Par exemple un salaire de 600 euros pour 260 heures de travail, sans possibilité de râler parce que le nombre de chômeurs prêt à se jeter sur cette place pourrie est terrifiant. Un travail colossal qui pourtant ne permet presque de rien acheter. Une vie d’esclavage.
Un tiers des entreprises privées a déjà coulé, un autre tiers n’arrive plus à payer les salaires.
La sécurité sociale ne rembourse presque plus rien.

Dans de telles conditions, il est complétement délirant de mettre beaucoup d’argent dans une pelouse ou des fleurs, même juste pour l’arrosage, l’eau, les traitements… un tiers des familles ne pouvant déjà plus payer ses factures d’eau.

Puisque le problème est le système financier, il vaut mieux commencer à réfléchir aux solutions pour produire l’indispensable sans utiliser l’argent. Sortir de ce système de dette de banque qui est en train de s’écrouler en étranglant les peuples européens.

S’entourer de plantes utiles est un des moyens.

Remplacer une pelouse inutile et coûteuse par un potager est une excellente idée.
Mais n’oubliez pas qu’en dessous d’un peu tout il y a toujours de la bonne terre.
Si vous avez une petite cour remplie de graviers stériles, il peut être intéressant d’en déplacer une partie pour faire pousser des plantes utiles.
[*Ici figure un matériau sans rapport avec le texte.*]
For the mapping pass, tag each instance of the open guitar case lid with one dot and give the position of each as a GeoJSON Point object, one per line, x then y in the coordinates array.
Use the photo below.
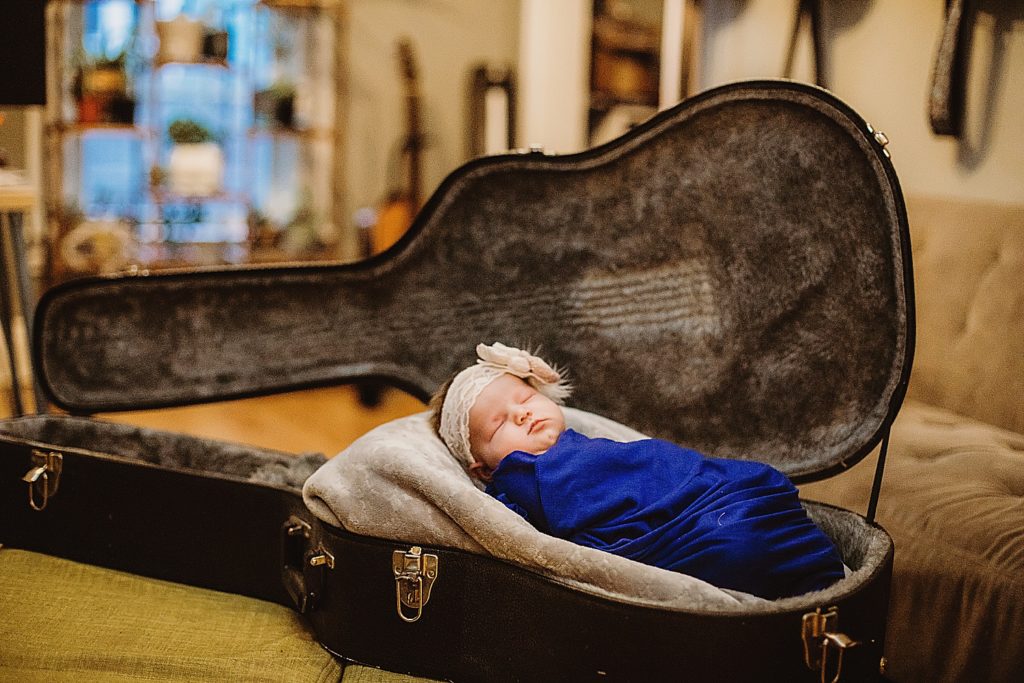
{"type": "Point", "coordinates": [733, 275]}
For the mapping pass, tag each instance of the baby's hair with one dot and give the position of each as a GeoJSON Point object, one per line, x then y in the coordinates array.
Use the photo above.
{"type": "Point", "coordinates": [435, 404]}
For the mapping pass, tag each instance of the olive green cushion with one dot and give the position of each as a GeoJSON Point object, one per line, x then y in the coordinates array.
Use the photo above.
{"type": "Point", "coordinates": [66, 621]}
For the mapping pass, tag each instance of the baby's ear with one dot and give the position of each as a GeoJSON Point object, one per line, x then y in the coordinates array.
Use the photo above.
{"type": "Point", "coordinates": [480, 471]}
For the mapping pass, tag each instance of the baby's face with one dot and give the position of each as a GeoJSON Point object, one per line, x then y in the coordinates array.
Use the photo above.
{"type": "Point", "coordinates": [510, 415]}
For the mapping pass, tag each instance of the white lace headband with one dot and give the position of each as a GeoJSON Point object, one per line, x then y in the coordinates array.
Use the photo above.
{"type": "Point", "coordinates": [493, 361]}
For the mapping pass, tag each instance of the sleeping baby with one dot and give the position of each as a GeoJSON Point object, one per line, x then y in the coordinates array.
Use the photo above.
{"type": "Point", "coordinates": [736, 524]}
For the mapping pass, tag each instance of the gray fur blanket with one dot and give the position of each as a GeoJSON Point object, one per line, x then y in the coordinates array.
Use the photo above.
{"type": "Point", "coordinates": [399, 482]}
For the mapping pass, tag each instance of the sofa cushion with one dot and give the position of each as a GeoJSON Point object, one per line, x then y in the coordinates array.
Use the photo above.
{"type": "Point", "coordinates": [66, 621]}
{"type": "Point", "coordinates": [968, 262]}
{"type": "Point", "coordinates": [952, 499]}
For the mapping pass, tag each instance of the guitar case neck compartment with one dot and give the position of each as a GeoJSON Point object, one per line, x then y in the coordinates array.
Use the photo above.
{"type": "Point", "coordinates": [733, 274]}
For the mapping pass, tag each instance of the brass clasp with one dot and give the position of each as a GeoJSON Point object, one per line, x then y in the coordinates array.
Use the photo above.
{"type": "Point", "coordinates": [820, 634]}
{"type": "Point", "coordinates": [415, 573]}
{"type": "Point", "coordinates": [44, 477]}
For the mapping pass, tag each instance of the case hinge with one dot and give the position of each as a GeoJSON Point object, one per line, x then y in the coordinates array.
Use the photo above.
{"type": "Point", "coordinates": [820, 635]}
{"type": "Point", "coordinates": [415, 572]}
{"type": "Point", "coordinates": [302, 566]}
{"type": "Point", "coordinates": [44, 477]}
{"type": "Point", "coordinates": [881, 139]}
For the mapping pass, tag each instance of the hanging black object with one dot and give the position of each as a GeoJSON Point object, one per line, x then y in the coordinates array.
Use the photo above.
{"type": "Point", "coordinates": [945, 99]}
{"type": "Point", "coordinates": [23, 52]}
{"type": "Point", "coordinates": [811, 10]}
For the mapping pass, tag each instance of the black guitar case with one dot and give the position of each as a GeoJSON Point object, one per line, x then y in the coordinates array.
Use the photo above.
{"type": "Point", "coordinates": [733, 274]}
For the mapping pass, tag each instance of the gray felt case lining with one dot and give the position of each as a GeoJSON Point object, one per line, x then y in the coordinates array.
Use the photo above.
{"type": "Point", "coordinates": [733, 275]}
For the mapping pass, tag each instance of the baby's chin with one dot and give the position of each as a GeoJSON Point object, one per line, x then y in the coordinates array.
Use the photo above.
{"type": "Point", "coordinates": [545, 440]}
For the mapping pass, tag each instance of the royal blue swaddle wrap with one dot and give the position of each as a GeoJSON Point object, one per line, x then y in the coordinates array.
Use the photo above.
{"type": "Point", "coordinates": [736, 524]}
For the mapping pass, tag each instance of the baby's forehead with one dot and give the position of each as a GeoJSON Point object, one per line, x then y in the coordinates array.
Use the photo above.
{"type": "Point", "coordinates": [492, 397]}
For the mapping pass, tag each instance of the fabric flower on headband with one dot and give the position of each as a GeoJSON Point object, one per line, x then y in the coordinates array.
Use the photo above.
{"type": "Point", "coordinates": [493, 361]}
{"type": "Point", "coordinates": [523, 365]}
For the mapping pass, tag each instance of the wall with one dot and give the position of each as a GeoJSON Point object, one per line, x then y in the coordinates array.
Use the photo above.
{"type": "Point", "coordinates": [882, 53]}
{"type": "Point", "coordinates": [449, 38]}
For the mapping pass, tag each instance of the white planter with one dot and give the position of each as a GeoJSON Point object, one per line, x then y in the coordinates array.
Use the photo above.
{"type": "Point", "coordinates": [180, 40]}
{"type": "Point", "coordinates": [196, 170]}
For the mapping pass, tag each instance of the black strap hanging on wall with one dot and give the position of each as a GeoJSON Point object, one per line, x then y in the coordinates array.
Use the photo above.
{"type": "Point", "coordinates": [948, 91]}
{"type": "Point", "coordinates": [811, 9]}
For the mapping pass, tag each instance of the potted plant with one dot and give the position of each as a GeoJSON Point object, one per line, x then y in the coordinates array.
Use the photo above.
{"type": "Point", "coordinates": [196, 167]}
{"type": "Point", "coordinates": [100, 87]}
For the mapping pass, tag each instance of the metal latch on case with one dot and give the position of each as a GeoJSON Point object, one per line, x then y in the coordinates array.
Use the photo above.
{"type": "Point", "coordinates": [44, 477]}
{"type": "Point", "coordinates": [820, 635]}
{"type": "Point", "coordinates": [415, 572]}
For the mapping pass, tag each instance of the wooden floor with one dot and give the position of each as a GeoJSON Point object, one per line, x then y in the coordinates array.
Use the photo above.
{"type": "Point", "coordinates": [317, 420]}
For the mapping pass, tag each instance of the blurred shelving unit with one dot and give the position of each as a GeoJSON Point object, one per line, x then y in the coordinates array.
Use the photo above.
{"type": "Point", "coordinates": [253, 175]}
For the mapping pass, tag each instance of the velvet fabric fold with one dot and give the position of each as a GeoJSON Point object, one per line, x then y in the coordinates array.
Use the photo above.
{"type": "Point", "coordinates": [735, 524]}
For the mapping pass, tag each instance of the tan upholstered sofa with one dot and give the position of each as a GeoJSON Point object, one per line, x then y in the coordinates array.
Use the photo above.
{"type": "Point", "coordinates": [952, 499]}
{"type": "Point", "coordinates": [953, 492]}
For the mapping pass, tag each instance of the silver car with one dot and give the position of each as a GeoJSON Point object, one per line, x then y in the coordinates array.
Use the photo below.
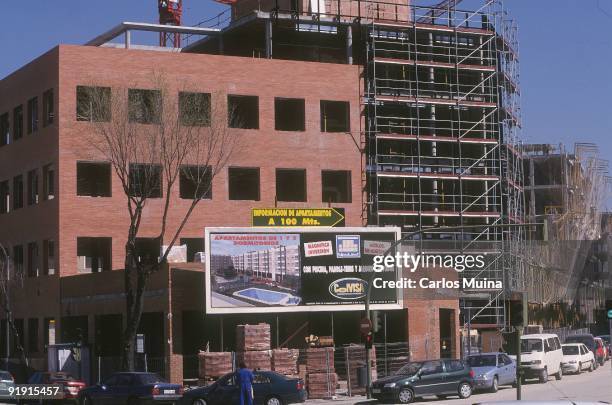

Les plantes utiles ne sont pas seulement celles que l’on peut manger, sans avoir à dépenser 2 euros pour un minuscule sachet de 200 grammes de salade au supermarché.

 

Un potiron et 3 melons charentais du jardin

Vos plantes peuvent répondre à plusieurs besoins. Regardez par exemple le potiron jaune de Paris. Non seulement une graine donne quelques kilos de nourriture, et des centaines de graines gratuites pour les années suivantes, mais la taille des feuilles est hallucinante au moment le plus chaud de l’été. En couvrir un mur ou un toit permettrait d’installer des parasols pratiquement gratuits apportant un énorme confort de vie en baisant la température à l’intérieur de la maison. Mais aussi, de réduire le besoin d’une climatisation coûteuse qui demande une grande quantité de watts. Donc, réduire sensiblement sa facture d’électricité quand le pouvoir d’achat baisse toujours plus.

 

Vu qu’il faut s’attendre à la faillite de la sécurité sociale comme en Grèce, faire pousser aussi des plantes médicinales traditionnelles peut être extrêmement intéressant. Mais attention aux surdosages. Documentez vous sur plusieurs sources différentes pour éliminer tous les risques avant de vous lancer.

 

Il existe des plantes pour presque tous les besoins : chasser les moustiques, chasser les insectes nuisibles à vos cultures, traiter les maladies d’autres plantes, faire de l’engrais, enrichir le sol, attirer les insectes utiles, faire du bois pour se chauffer, faire des matériaux d’isolation pour réduire sa facture énergétique, faire un paillage au sol pour limiter l’évaporation et arroser trois fois moins,…

 

Une très belle botte de radis pratiquement gratuits en qualité bio

 

Pour ne pas être déçu, il ne faut pas être dans l’urgence. Si vous avez de très grandes espérances dès la première année, un échec aura des conséquences pénibles.

Si vous vous lancez avant l’effondrement complet de l’économie, vous avez le temps de corriger le tir en fonction de vos premiers essais.

Par exemple, savoir quelles plantes ne se plaisent absolument pas chez vous, savoir celles qui adorent votre climat local, connaitre les précautions à prendre pour éviter les maladies, savoir quelles plantes faire pousser à côté pour éviter les prédateurs,…

Au fur et a mesure des besoins, on investi quelques euros par-ci par-là, on récupère des petites choses à droite à gauche, et assez rapidement on constate que l’on est presque bien équipé au bout de 2 saisons, en n’ayant pas eu besoin de sortir une grosse somme.

Commencer modestement, sur de petites surfaces est un excellent moyen pour être prêt lorsqu’il le faudra.